History, motivation, and Python packaging

Isolation from environment

In the early 2000s, Zope Corporation was helping customers build Zope-based applications. A major difficulty was helping people deploy the applications in their own environments, which varied not just between customers, but also between customer machines. The customer environments, including operating system versions, libraries and Python modules installed were not well defined and subject to change over time.

We realized that we needed to insulate ourselves from the customer environments [1] to have any chance of predictable success.

We decided to provide our own Python builds into which we installed the application. These were automated with make. Customers would receive tar files, expand them and run make. We referred to these as “build outs”.

Python

Later, as the applications we were building became more complex, some of us wanted to be able to use Python, rather than make, to automate deployments. In 2005, we created an internal prototype that used builds defined using ConfigParser-formatted configuration files. File sections described things to be built and there were a few built-in build recipes and eventually facilities for implementing custom recipes.

By this time, we were hosting most of the applications we were building, but we were still building Python and critical libraries ourselves as part of deployment, to isolate ourselves from system Python and library packages.

After several months of successful experience with the prototype, we decided to build what became zc.buildout based on our experience, making a recipe framework a main idea.

Buildout and packaging

Around this time, setuptools and easy_install were released, providing automated download and installation of Python packages and their dependencies. Because we built large applications, this was something we’d wanted for some time and had even begun building a package manager ourselves.
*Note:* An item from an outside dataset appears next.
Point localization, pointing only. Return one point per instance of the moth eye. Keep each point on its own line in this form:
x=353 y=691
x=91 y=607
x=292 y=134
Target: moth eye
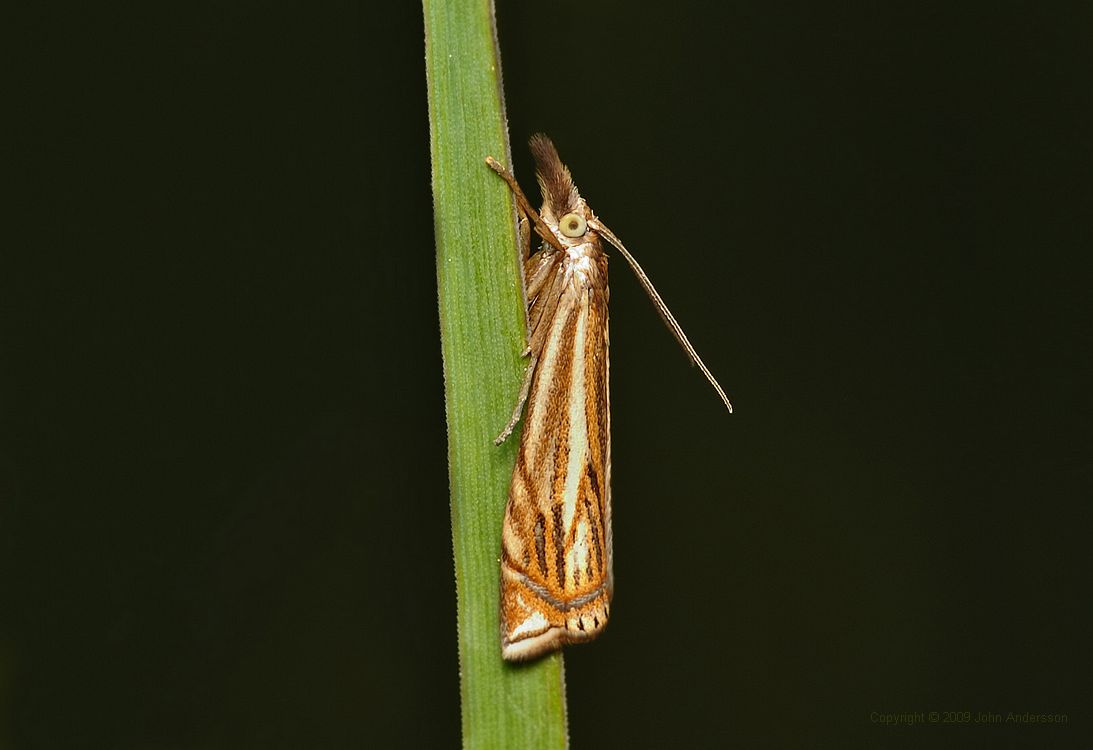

Part of the rationale for creating a new Buildout version, beyond the initial prototype, was to take advantage of the additional automation that setuptools promised.

Initially, we tried to leverage the easy_install command [2], but the goals of easy_install and Buildout were at odds. easy_install sought to make it easy for humans to install and upgrade packages manually, in an ad hoc manner. While it installed dependencies, it didn’t upgrade them. It didn’t provide ways of managing an installation as a whole. Buildout, on the other hand, was all about automation and repeatability.

To achieve Buildout’s goals, it was necessary to interact with setuptools at a much lower level and to write quite a bit more packaging logic than planned.

Eggs

Setuptools defined a packaging format, eggs, used for package distribution and installation. Their design was based on Java jar files, which bundle software together with supporting resources, including meta-data.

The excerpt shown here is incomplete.